Front Populaire: Negli ultimi giorni, Aleksandr Dugin è stato ampiamente presentato dai media come il “cervello” della politica estera di Putin, come una sorta di misterioso Rasputin. Qual è il suo livello di influenza su Putin? È ascoltato dalla società civile russa?

Alain de Benoist: Il «cervello» di Putin!Quando sappiamo che Dugin e Putin non si sono mai incontrati faccia a faccia, si capisce la serietà di chi usa questa espressione. La realtà è più prosaica. Aleksandr Dugin che è stato tradotto in dieci o dodici lingue diverse è un autore noto e molto letto, sia in Russia che all’estero. Ha le sue reti e la sua influenza. Quando, nell’aprile del 1992, ebbi l’opportunità di tenere una conferenza stampa presso la sede della Pravda a Mosca e di parlare di geopolitica con generali e alti ufficiali dell’esercito, ero già consapevole della risposta pubblica alle idee eurasiatiche. Da allora, Dugin ha lanciato nel 2003 Il Movimento Internazionale Eurasiatista, che è cresciuto in modo significativo tra le popolazioni non russe in Russia, ed è stato persino ricevuto a Washington da Zbigniew Brezinski e Francis Fukuyama. Dugin conosce indubbiamente bene l’entourage di Putin, ma non ha mai fatto parte dei suoi intimi né dei suoi «consiglieri speciali». Pur essendo grato a Putin per aver rotto con l’atlantismo liberale di Boris Eltsin, ritiene che sia solo un «eurasista suo malgrado». Il libro che ha scritto qualche anno fa su Putin è tutt’altro che un esercizio di ammirazione: al contrario, Dugin spiega sia ciò che approva in Putin sia ciò che non gli piace. Ma è chiaro che le persone che parlano di lui in Francia non hanno mai letto una sua riga.

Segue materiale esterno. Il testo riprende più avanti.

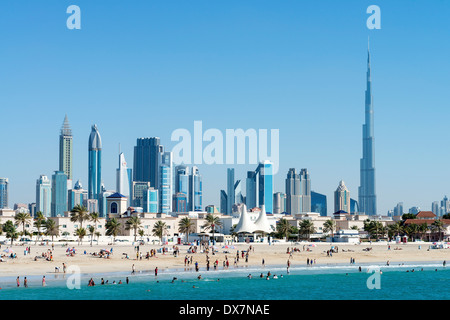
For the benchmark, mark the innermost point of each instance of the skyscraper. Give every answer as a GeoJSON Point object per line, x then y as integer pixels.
{"type": "Point", "coordinates": [342, 198]}
{"type": "Point", "coordinates": [147, 153]}
{"type": "Point", "coordinates": [250, 191]}
{"type": "Point", "coordinates": [4, 193]}
{"type": "Point", "coordinates": [123, 176]}
{"type": "Point", "coordinates": [195, 190]}
{"type": "Point", "coordinates": [265, 185]}
{"type": "Point", "coordinates": [59, 194]}
{"type": "Point", "coordinates": [44, 195]}
{"type": "Point", "coordinates": [367, 198]}
{"type": "Point", "coordinates": [95, 164]}
{"type": "Point", "coordinates": [66, 150]}
{"type": "Point", "coordinates": [230, 190]}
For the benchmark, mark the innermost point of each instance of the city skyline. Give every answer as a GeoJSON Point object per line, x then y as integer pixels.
{"type": "Point", "coordinates": [288, 75]}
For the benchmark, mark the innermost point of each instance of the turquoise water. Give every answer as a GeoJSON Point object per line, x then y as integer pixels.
{"type": "Point", "coordinates": [304, 283]}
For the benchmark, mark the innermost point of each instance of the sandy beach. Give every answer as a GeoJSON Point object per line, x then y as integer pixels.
{"type": "Point", "coordinates": [27, 265]}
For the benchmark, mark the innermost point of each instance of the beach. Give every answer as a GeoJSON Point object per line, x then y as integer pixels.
{"type": "Point", "coordinates": [123, 256]}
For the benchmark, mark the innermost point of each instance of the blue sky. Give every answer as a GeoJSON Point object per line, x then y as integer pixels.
{"type": "Point", "coordinates": [146, 68]}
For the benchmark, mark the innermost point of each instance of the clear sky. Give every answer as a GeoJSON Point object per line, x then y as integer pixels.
{"type": "Point", "coordinates": [146, 68]}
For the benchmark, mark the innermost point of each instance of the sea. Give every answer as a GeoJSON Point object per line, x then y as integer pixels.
{"type": "Point", "coordinates": [398, 281]}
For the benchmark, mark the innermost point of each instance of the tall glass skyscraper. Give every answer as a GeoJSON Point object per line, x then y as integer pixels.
{"type": "Point", "coordinates": [265, 185]}
{"type": "Point", "coordinates": [4, 193]}
{"type": "Point", "coordinates": [147, 154]}
{"type": "Point", "coordinates": [95, 164]}
{"type": "Point", "coordinates": [66, 149]}
{"type": "Point", "coordinates": [59, 194]}
{"type": "Point", "coordinates": [367, 198]}
{"type": "Point", "coordinates": [44, 195]}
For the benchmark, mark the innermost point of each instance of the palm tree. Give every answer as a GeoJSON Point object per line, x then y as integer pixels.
{"type": "Point", "coordinates": [10, 230]}
{"type": "Point", "coordinates": [437, 225]}
{"type": "Point", "coordinates": [80, 233]}
{"type": "Point", "coordinates": [51, 228]}
{"type": "Point", "coordinates": [22, 218]}
{"type": "Point", "coordinates": [329, 226]}
{"type": "Point", "coordinates": [211, 223]}
{"type": "Point", "coordinates": [91, 232]}
{"type": "Point", "coordinates": [284, 228]}
{"type": "Point", "coordinates": [39, 221]}
{"type": "Point", "coordinates": [159, 229]}
{"type": "Point", "coordinates": [133, 223]}
{"type": "Point", "coordinates": [307, 228]}
{"type": "Point", "coordinates": [186, 226]}
{"type": "Point", "coordinates": [79, 213]}
{"type": "Point", "coordinates": [113, 228]}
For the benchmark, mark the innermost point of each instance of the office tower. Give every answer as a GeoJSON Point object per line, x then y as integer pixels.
{"type": "Point", "coordinates": [95, 164]}
{"type": "Point", "coordinates": [151, 200]}
{"type": "Point", "coordinates": [66, 151]}
{"type": "Point", "coordinates": [435, 208]}
{"type": "Point", "coordinates": [4, 193]}
{"type": "Point", "coordinates": [250, 191]}
{"type": "Point", "coordinates": [319, 203]}
{"type": "Point", "coordinates": [398, 210]}
{"type": "Point", "coordinates": [298, 191]}
{"type": "Point", "coordinates": [76, 196]}
{"type": "Point", "coordinates": [353, 206]}
{"type": "Point", "coordinates": [223, 202]}
{"type": "Point", "coordinates": [238, 198]}
{"type": "Point", "coordinates": [279, 202]}
{"type": "Point", "coordinates": [265, 185]}
{"type": "Point", "coordinates": [445, 205]}
{"type": "Point", "coordinates": [342, 198]}
{"type": "Point", "coordinates": [180, 203]}
{"type": "Point", "coordinates": [147, 153]}
{"type": "Point", "coordinates": [195, 190]}
{"type": "Point", "coordinates": [123, 176]}
{"type": "Point", "coordinates": [164, 189]}
{"type": "Point", "coordinates": [414, 210]}
{"type": "Point", "coordinates": [367, 198]}
{"type": "Point", "coordinates": [230, 190]}
{"type": "Point", "coordinates": [59, 194]}
{"type": "Point", "coordinates": [44, 195]}
{"type": "Point", "coordinates": [139, 188]}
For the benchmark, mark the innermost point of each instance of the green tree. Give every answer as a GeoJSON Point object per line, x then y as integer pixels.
{"type": "Point", "coordinates": [186, 226]}
{"type": "Point", "coordinates": [133, 223]}
{"type": "Point", "coordinates": [51, 228]}
{"type": "Point", "coordinates": [79, 214]}
{"type": "Point", "coordinates": [211, 223]}
{"type": "Point", "coordinates": [306, 228]}
{"type": "Point", "coordinates": [159, 229]}
{"type": "Point", "coordinates": [113, 228]}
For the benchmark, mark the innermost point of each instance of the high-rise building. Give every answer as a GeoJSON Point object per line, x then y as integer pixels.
{"type": "Point", "coordinates": [66, 150]}
{"type": "Point", "coordinates": [265, 185]}
{"type": "Point", "coordinates": [151, 200]}
{"type": "Point", "coordinates": [319, 203]}
{"type": "Point", "coordinates": [165, 197]}
{"type": "Point", "coordinates": [250, 190]}
{"type": "Point", "coordinates": [95, 164]}
{"type": "Point", "coordinates": [342, 198]}
{"type": "Point", "coordinates": [147, 153]}
{"type": "Point", "coordinates": [4, 182]}
{"type": "Point", "coordinates": [59, 194]}
{"type": "Point", "coordinates": [195, 190]}
{"type": "Point", "coordinates": [44, 195]}
{"type": "Point", "coordinates": [230, 190]}
{"type": "Point", "coordinates": [123, 178]}
{"type": "Point", "coordinates": [367, 198]}
{"type": "Point", "coordinates": [298, 191]}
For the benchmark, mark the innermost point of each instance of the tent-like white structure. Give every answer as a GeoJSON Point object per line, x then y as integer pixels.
{"type": "Point", "coordinates": [245, 225]}
{"type": "Point", "coordinates": [262, 224]}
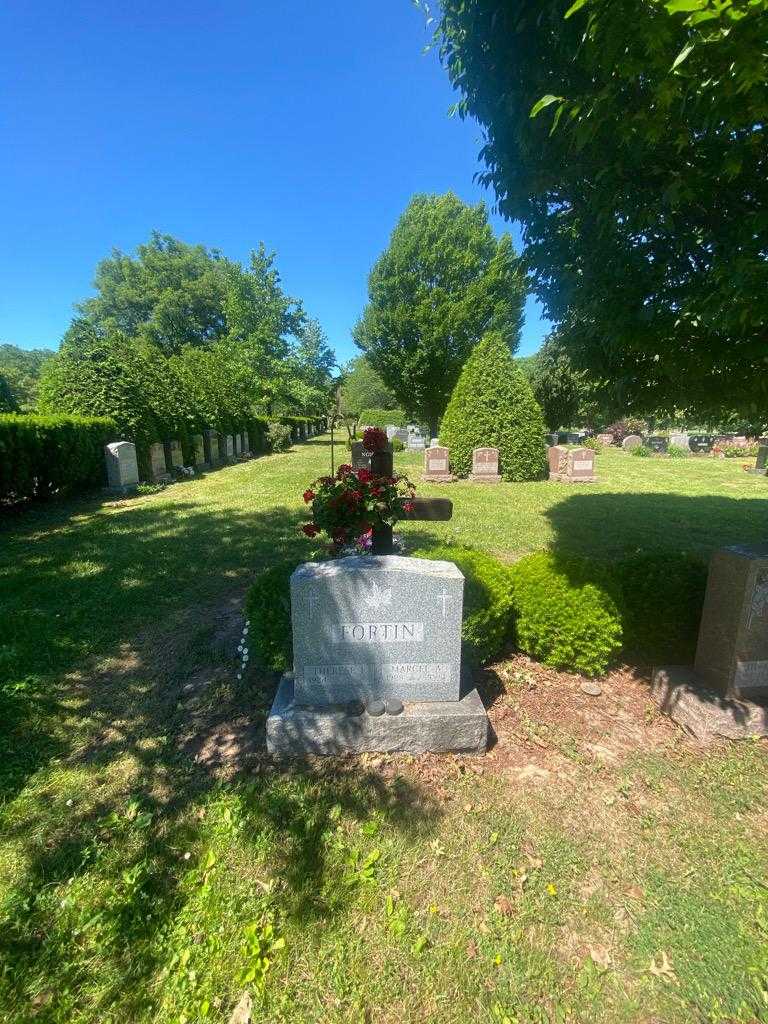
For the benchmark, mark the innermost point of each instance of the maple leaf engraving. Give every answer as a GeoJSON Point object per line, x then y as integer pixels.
{"type": "Point", "coordinates": [378, 598]}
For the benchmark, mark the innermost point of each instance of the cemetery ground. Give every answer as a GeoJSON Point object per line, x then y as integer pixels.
{"type": "Point", "coordinates": [595, 865]}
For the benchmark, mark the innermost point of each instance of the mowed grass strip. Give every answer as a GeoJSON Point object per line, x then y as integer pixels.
{"type": "Point", "coordinates": [138, 885]}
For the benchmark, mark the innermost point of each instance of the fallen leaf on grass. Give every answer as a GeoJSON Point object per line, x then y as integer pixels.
{"type": "Point", "coordinates": [664, 970]}
{"type": "Point", "coordinates": [242, 1013]}
{"type": "Point", "coordinates": [504, 906]}
{"type": "Point", "coordinates": [601, 956]}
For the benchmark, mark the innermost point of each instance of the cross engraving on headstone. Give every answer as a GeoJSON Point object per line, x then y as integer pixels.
{"type": "Point", "coordinates": [425, 509]}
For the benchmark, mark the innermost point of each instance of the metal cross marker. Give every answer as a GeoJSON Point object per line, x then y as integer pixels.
{"type": "Point", "coordinates": [425, 509]}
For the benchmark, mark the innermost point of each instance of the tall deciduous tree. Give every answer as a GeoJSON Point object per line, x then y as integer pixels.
{"type": "Point", "coordinates": [441, 284]}
{"type": "Point", "coordinates": [22, 369]}
{"type": "Point", "coordinates": [7, 402]}
{"type": "Point", "coordinates": [630, 138]}
{"type": "Point", "coordinates": [568, 397]}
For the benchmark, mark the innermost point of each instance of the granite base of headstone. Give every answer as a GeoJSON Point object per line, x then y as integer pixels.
{"type": "Point", "coordinates": [632, 441]}
{"type": "Point", "coordinates": [485, 466]}
{"type": "Point", "coordinates": [158, 470]}
{"type": "Point", "coordinates": [731, 662]}
{"type": "Point", "coordinates": [705, 714]}
{"type": "Point", "coordinates": [700, 443]}
{"type": "Point", "coordinates": [437, 465]}
{"type": "Point", "coordinates": [657, 443]}
{"type": "Point", "coordinates": [377, 662]}
{"type": "Point", "coordinates": [571, 465]}
{"type": "Point", "coordinates": [122, 467]}
{"type": "Point", "coordinates": [680, 440]}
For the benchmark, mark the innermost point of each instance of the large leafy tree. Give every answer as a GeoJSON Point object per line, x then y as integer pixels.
{"type": "Point", "coordinates": [361, 387]}
{"type": "Point", "coordinates": [568, 397]}
{"type": "Point", "coordinates": [7, 401]}
{"type": "Point", "coordinates": [170, 292]}
{"type": "Point", "coordinates": [441, 284]}
{"type": "Point", "coordinates": [22, 369]}
{"type": "Point", "coordinates": [629, 137]}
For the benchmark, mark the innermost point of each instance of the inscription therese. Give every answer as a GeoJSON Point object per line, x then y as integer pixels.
{"type": "Point", "coordinates": [406, 672]}
{"type": "Point", "coordinates": [380, 633]}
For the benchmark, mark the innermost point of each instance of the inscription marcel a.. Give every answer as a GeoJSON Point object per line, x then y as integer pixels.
{"type": "Point", "coordinates": [378, 633]}
{"type": "Point", "coordinates": [407, 673]}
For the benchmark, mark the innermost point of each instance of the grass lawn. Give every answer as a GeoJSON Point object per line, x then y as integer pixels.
{"type": "Point", "coordinates": [595, 866]}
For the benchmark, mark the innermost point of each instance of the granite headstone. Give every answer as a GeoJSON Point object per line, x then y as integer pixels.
{"type": "Point", "coordinates": [174, 458]}
{"type": "Point", "coordinates": [371, 628]}
{"type": "Point", "coordinates": [657, 443]}
{"type": "Point", "coordinates": [122, 468]}
{"type": "Point", "coordinates": [436, 464]}
{"type": "Point", "coordinates": [158, 470]}
{"type": "Point", "coordinates": [732, 650]}
{"type": "Point", "coordinates": [485, 465]}
{"type": "Point", "coordinates": [211, 448]}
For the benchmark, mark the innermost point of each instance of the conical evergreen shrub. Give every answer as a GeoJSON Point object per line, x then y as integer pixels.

Front Populaire: Lei conosce bene Aleksandr Dugin e il suo lavoro. Recentemente ha anche pubblicato un libro critico sui media intitolato Survivre à la désinformation (“Sopravvivere alla disinformazione”, 2021). Qual è il suo giudizio complessivo sul suo trattamento mediatico e su quello del conflitto russo-ucraino?

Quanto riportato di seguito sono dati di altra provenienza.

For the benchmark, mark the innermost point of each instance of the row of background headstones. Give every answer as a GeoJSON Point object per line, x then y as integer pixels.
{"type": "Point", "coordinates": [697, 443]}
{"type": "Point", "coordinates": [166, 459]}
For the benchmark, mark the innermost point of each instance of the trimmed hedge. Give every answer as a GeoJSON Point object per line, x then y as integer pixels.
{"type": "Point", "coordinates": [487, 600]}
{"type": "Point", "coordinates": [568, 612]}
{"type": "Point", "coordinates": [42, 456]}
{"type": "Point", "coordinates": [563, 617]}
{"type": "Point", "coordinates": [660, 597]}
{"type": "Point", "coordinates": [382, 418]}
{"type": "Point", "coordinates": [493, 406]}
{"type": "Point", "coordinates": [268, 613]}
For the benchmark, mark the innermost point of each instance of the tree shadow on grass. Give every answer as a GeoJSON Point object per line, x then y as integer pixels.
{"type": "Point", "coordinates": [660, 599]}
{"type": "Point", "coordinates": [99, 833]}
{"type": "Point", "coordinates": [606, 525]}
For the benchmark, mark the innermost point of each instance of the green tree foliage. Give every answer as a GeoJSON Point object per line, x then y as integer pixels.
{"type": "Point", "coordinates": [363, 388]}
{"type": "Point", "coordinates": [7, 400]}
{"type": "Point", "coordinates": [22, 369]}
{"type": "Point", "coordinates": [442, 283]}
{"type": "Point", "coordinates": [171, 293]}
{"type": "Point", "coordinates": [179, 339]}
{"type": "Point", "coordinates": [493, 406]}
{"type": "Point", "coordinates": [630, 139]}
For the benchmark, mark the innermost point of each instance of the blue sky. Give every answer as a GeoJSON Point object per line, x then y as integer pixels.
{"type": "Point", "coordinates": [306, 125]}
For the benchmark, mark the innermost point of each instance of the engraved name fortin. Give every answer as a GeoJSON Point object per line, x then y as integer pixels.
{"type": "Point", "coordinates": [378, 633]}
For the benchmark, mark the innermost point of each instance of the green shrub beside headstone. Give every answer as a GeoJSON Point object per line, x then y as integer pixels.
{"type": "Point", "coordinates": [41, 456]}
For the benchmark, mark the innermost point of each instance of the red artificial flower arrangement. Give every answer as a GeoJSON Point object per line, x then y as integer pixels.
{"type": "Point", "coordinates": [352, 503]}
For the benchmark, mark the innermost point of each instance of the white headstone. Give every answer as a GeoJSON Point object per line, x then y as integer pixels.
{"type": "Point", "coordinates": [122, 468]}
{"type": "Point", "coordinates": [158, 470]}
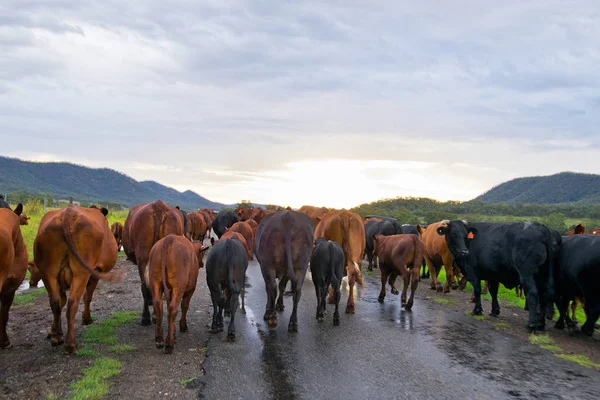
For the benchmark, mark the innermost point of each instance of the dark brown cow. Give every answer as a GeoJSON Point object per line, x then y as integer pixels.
{"type": "Point", "coordinates": [399, 255]}
{"type": "Point", "coordinates": [246, 230]}
{"type": "Point", "coordinates": [347, 229]}
{"type": "Point", "coordinates": [74, 248]}
{"type": "Point", "coordinates": [196, 226]}
{"type": "Point", "coordinates": [117, 231]}
{"type": "Point", "coordinates": [315, 213]}
{"type": "Point", "coordinates": [437, 255]}
{"type": "Point", "coordinates": [145, 225]}
{"type": "Point", "coordinates": [283, 247]}
{"type": "Point", "coordinates": [13, 264]}
{"type": "Point", "coordinates": [173, 271]}
{"type": "Point", "coordinates": [255, 213]}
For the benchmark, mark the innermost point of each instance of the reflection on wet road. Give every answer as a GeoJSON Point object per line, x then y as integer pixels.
{"type": "Point", "coordinates": [381, 352]}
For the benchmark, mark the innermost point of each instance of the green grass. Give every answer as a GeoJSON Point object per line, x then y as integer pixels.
{"type": "Point", "coordinates": [582, 360]}
{"type": "Point", "coordinates": [477, 317]}
{"type": "Point", "coordinates": [541, 339]}
{"type": "Point", "coordinates": [104, 332]}
{"type": "Point", "coordinates": [93, 385]}
{"type": "Point", "coordinates": [121, 348]}
{"type": "Point", "coordinates": [28, 297]}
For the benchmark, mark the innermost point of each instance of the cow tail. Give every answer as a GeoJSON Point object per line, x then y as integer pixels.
{"type": "Point", "coordinates": [69, 218]}
{"type": "Point", "coordinates": [288, 223]}
{"type": "Point", "coordinates": [163, 267]}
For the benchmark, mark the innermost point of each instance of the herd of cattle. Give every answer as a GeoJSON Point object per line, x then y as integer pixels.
{"type": "Point", "coordinates": [75, 248]}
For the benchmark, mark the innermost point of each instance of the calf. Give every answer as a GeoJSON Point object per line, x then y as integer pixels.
{"type": "Point", "coordinates": [73, 249]}
{"type": "Point", "coordinates": [327, 268]}
{"type": "Point", "coordinates": [117, 231]}
{"type": "Point", "coordinates": [13, 264]}
{"type": "Point", "coordinates": [172, 270]}
{"type": "Point", "coordinates": [578, 275]}
{"type": "Point", "coordinates": [507, 253]}
{"type": "Point", "coordinates": [283, 246]}
{"type": "Point", "coordinates": [225, 273]}
{"type": "Point", "coordinates": [399, 255]}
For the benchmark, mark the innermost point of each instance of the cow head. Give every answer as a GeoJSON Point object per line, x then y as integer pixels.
{"type": "Point", "coordinates": [458, 234]}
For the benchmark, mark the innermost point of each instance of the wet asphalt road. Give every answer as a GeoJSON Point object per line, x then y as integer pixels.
{"type": "Point", "coordinates": [381, 352]}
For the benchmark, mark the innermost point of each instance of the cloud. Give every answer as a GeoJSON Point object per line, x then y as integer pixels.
{"type": "Point", "coordinates": [262, 88]}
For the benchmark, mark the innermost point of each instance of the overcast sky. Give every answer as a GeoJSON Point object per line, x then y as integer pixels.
{"type": "Point", "coordinates": [330, 103]}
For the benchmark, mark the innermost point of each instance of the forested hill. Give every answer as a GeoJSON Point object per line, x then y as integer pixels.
{"type": "Point", "coordinates": [563, 188]}
{"type": "Point", "coordinates": [63, 180]}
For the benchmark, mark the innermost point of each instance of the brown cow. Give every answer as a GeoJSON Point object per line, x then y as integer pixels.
{"type": "Point", "coordinates": [173, 271]}
{"type": "Point", "coordinates": [255, 213]}
{"type": "Point", "coordinates": [13, 264]}
{"type": "Point", "coordinates": [399, 255]}
{"type": "Point", "coordinates": [74, 248]}
{"type": "Point", "coordinates": [117, 231]}
{"type": "Point", "coordinates": [437, 255]}
{"type": "Point", "coordinates": [145, 225]}
{"type": "Point", "coordinates": [246, 230]}
{"type": "Point", "coordinates": [347, 229]}
{"type": "Point", "coordinates": [196, 226]}
{"type": "Point", "coordinates": [315, 213]}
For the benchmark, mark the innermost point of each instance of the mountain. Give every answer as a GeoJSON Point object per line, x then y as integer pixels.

Alain de Benoist: Il trattamento mediatico è quello che conoscete. I grandi media francesi sono così abituati a trasmettere l’ideologia dominante, trovano così normale che non ci siano più dibattiti degni di questo nome in questo Paese, che sembra loro altrettanto naturale non dare mai voce a coloro di cui ignorano o caricaturano le idee. Questo è vero nel caso di Dugin come in quello della guerra in Ucraina: il punto di vista ucraino è onnipresente, quello russo non viene nemmeno menzionato. Questo crea una formidabile forma di censura. Bisogna sempre diffidare della censura.